Le Parti de Gauche défend depuis son congrès de fondation le principe d’un retour en gestion publique de l’eau. Au sein du Front de Gauche à l’occasion des élections européennes, les candidats et militants du parti de gauche défendent l’idée que seule une gestion publique du service de l’eau, organisé à l’échelon européen, peut assurer l’intérêt général et la préservation de la ressource, en s’appuyant notamment sur trois arguments politiques parfaitement accessibles à tous les citoyens pour leur permettre - sur cette question comme sur toutes les autres - d’émettre le 7 juin un choix quant au modèle de construction européenne qu’ils souhaitent valider démocratiquement.

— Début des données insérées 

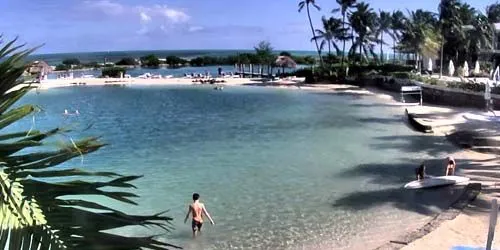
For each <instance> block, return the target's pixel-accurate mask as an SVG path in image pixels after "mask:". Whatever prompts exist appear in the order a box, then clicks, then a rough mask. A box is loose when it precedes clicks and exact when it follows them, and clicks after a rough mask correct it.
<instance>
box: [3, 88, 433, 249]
mask: <svg viewBox="0 0 500 250" xmlns="http://www.w3.org/2000/svg"><path fill="white" fill-rule="evenodd" d="M26 102H29V103H35V104H38V105H40V106H41V107H42V108H43V111H42V112H41V113H39V114H37V115H36V117H35V123H34V126H35V128H37V129H45V128H53V127H55V126H69V127H73V128H76V131H75V132H73V133H70V134H69V135H68V136H72V137H73V138H76V137H79V136H83V135H102V136H103V140H104V141H105V142H107V143H110V145H109V146H107V147H105V148H103V149H102V150H99V151H98V152H96V153H93V154H91V155H88V156H86V157H84V158H83V161H81V159H75V160H73V161H72V162H70V163H68V164H66V166H76V167H82V168H85V169H90V170H100V171H116V172H120V173H124V174H131V175H138V174H140V175H144V177H143V178H142V179H139V180H137V181H135V183H134V184H136V186H137V187H138V190H137V193H138V194H139V195H140V196H141V197H140V198H138V199H137V202H139V203H140V204H141V206H140V207H134V206H127V205H122V204H117V203H114V202H109V201H103V202H109V204H111V205H112V206H117V207H120V208H121V209H123V210H125V211H128V212H133V213H139V214H145V213H155V212H159V211H164V210H169V212H168V213H167V214H168V215H169V216H172V217H174V219H175V220H174V222H173V226H174V228H175V229H174V231H173V232H171V233H169V234H167V235H165V236H161V238H163V239H165V240H167V241H169V242H170V243H175V244H179V245H181V246H183V247H184V248H185V249H295V248H297V249H301V248H307V249H309V248H311V249H317V248H325V249H335V248H343V247H344V248H348V247H349V246H351V245H352V243H353V242H354V241H359V237H365V236H363V235H366V233H367V232H370V230H371V231H373V227H374V226H375V225H379V226H380V225H382V224H380V223H383V222H384V221H385V222H387V221H389V222H390V223H399V224H401V225H404V223H406V221H407V220H414V219H415V220H417V219H418V220H422V219H423V218H425V217H423V215H422V216H421V215H420V214H419V213H417V212H415V211H412V209H408V208H407V207H405V206H398V205H397V202H398V201H402V200H400V198H396V199H394V200H391V198H394V197H393V196H397V197H400V195H401V193H402V192H403V191H402V190H399V188H400V187H401V185H403V184H404V183H405V182H407V181H408V180H410V179H411V178H413V168H412V167H414V166H415V164H417V163H418V162H415V163H414V162H411V164H408V162H405V161H407V160H404V159H422V158H425V157H428V155H427V153H425V152H424V151H418V150H415V152H409V151H410V150H408V148H407V147H405V146H404V145H406V144H408V143H409V144H411V143H412V140H416V139H412V138H413V137H418V135H417V134H416V133H415V132H413V131H411V130H410V129H409V128H408V127H406V126H405V125H403V123H402V122H401V115H400V110H399V109H397V110H394V109H391V108H388V107H385V106H384V105H381V104H380V103H379V101H378V100H376V99H372V98H368V97H367V98H356V97H353V96H342V95H330V94H320V93H313V92H305V91H295V90H282V89H269V88H258V87H227V88H225V89H224V91H214V90H212V89H211V88H209V87H201V86H183V87H180V86H179V87H140V88H139V87H130V88H113V87H69V88H59V89H50V90H42V91H41V92H39V93H38V94H36V93H30V94H29V95H27V96H26V97H25V98H24V99H22V101H21V103H26ZM64 109H68V110H69V111H74V110H76V109H78V110H79V112H80V113H81V115H80V116H70V117H65V116H63V115H62V113H63V112H64ZM89 125H92V126H90V128H89ZM31 126H33V121H32V120H31V119H27V120H26V121H24V123H22V124H19V125H18V126H17V127H15V128H12V129H13V130H18V129H21V127H22V128H23V129H26V130H27V129H29V128H30V127H31ZM398 138H404V139H398ZM60 139H61V140H63V139H65V138H63V137H61V138H60ZM66 140H67V139H66ZM371 164H373V165H374V167H375V166H379V167H378V168H379V169H378V170H379V171H385V172H384V174H386V175H387V176H388V177H389V180H390V181H389V180H387V181H384V180H380V179H378V178H375V177H374V176H373V175H370V174H367V173H366V172H364V171H363V170H366V168H365V167H366V166H368V167H370V166H371ZM384 164H387V166H389V167H387V168H380V166H385V165H384ZM363 166H364V167H363ZM391 166H392V168H393V169H394V171H393V170H392V169H391V168H390V167H391ZM397 166H403V167H405V169H404V170H403V171H401V169H400V168H399V167H397ZM356 170H360V172H359V173H358V172H356ZM351 171H354V172H351ZM393 172H394V173H393ZM372 174H373V173H372ZM387 189H390V190H396V192H390V193H389V194H384V193H383V190H387ZM378 191H380V192H382V193H379V196H380V197H375V198H376V199H379V200H380V201H378V200H374V199H370V200H364V198H366V197H364V196H362V195H361V196H360V198H359V199H355V200H357V202H359V203H370V202H373V203H376V204H374V205H373V206H371V207H367V208H360V207H358V206H357V205H356V204H354V203H352V200H349V199H347V200H345V199H343V198H345V197H349V195H351V194H352V195H355V194H360V193H363V192H378ZM193 192H199V193H200V194H201V199H202V200H203V201H204V202H205V203H206V206H207V208H208V210H209V211H210V212H211V214H212V216H213V217H214V220H215V221H216V223H217V225H216V226H211V225H209V223H206V225H204V230H205V231H204V234H203V235H202V236H201V237H200V238H198V239H196V240H192V239H191V232H190V226H189V223H188V224H183V219H184V216H185V213H186V209H187V205H188V204H189V202H190V199H191V194H192V193H193ZM381 194H382V195H381ZM398 195H399V196H398ZM384 199H388V202H385V203H384V202H383V200H384ZM343 201H345V202H346V203H345V204H338V203H339V202H340V203H342V202H343ZM390 201H392V202H390ZM378 202H380V203H378ZM355 203H356V202H355ZM344 205H345V206H344ZM358 205H359V204H358ZM407 206H409V205H407ZM427 215H428V214H427ZM402 228H405V227H404V226H403V227H402ZM152 232H153V233H161V231H159V230H156V231H154V230H153V231H152ZM124 233H128V234H142V233H144V231H143V230H140V229H133V228H128V229H125V230H124ZM378 233H379V234H380V235H384V234H387V233H388V232H384V230H380V228H379V230H378ZM378 243H380V242H371V243H370V242H367V243H366V244H367V246H366V247H367V248H369V247H370V244H378ZM371 247H375V245H373V246H371Z"/></svg>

1 - Il faut une gestion publique du service de l’eau en Europe pour une raison sociale. Une mesure phare mise en œuvre dans les 27 pays de l’UE consisterait à assurer la gratuité des premiers m3 d’eau consommés par les ménages. Cette mesure tendant à réhabiliter l’eau potable comme un bien commun indispensable à la vie, conformément à ce que proposent les ONG militant à l’échelle mondiale pour la garantie d’une quantité minimum d’eau potable gratuite.

2 - Il faut une gestion publique du service de l’eau en Europe pour une raison écologique. Une mesure phare mise en œuvre dans les 27 pays de l’UE consisterait à mettre en place la progressivité du prix en fonction des volumes consommés, tant par les ménages que par les entreprises. Cette mesure serait tout à fait révolutionnaire, puisqu’elle inverserait complètement la logique actuelle qui veut que les plus gros consommateurs - et gaspilleurs - de l’eau (dans l’agriculture et l’industrie) paient moins cher cette ressource que les particuliers, pour qui elle est souvent un besoin vital. Cette progressivité introduirait en outre pour tous - individus, entreprises, collectivités locales, Etat - l’incitation à utiliser cette ressource précieuse et rare dans une gestion raisonnée et sobre.

3 - Il faut une gestion publique du service de l’eau en Europe pour une raison républicaine. Une mesure phare mise en œuvre dans les 27 pays de l’UE consisterait à mettre en place la péréquation tarifaire à l’échelle d’un territoire. Il est inadmissible qu’à l’échelle nationale l’écart des prix soit à ce point fluctuant, comme l’ont montré les enquêtes d’ « UFC Que Choisir ». Pour assurer - comme pour l’électricité ou le courrier en France par exemple - une égalité républicaine dans l’accès au service de l’eau, il faudrait donc à terme mettre en place une péréquation tarifaire nationale - peut être même plus large encore - impliquant un grand service public de l’eau.

Mais sans attendre cela, il est encore plus inadmissible qu’à l’échelle d’un bassin (parfois d’une commune à l’autre) le prix du m3 passe du simple au double. Il s’agit donc, dès que possible, d’assurer une péréquation tarifaire à l’échelon local, sur le territoire le plus vaste.

Mener de Front le combat social, écologique et républicain, c’est la définition même du Parti de Gauche qui se retrouve sur cette question de la gestion publique de l’eau. Voilà un grand défi pour la Gauche toute entière, que seul un large front populaire, durable et conquérant, pourra relever dans les années qui viennent.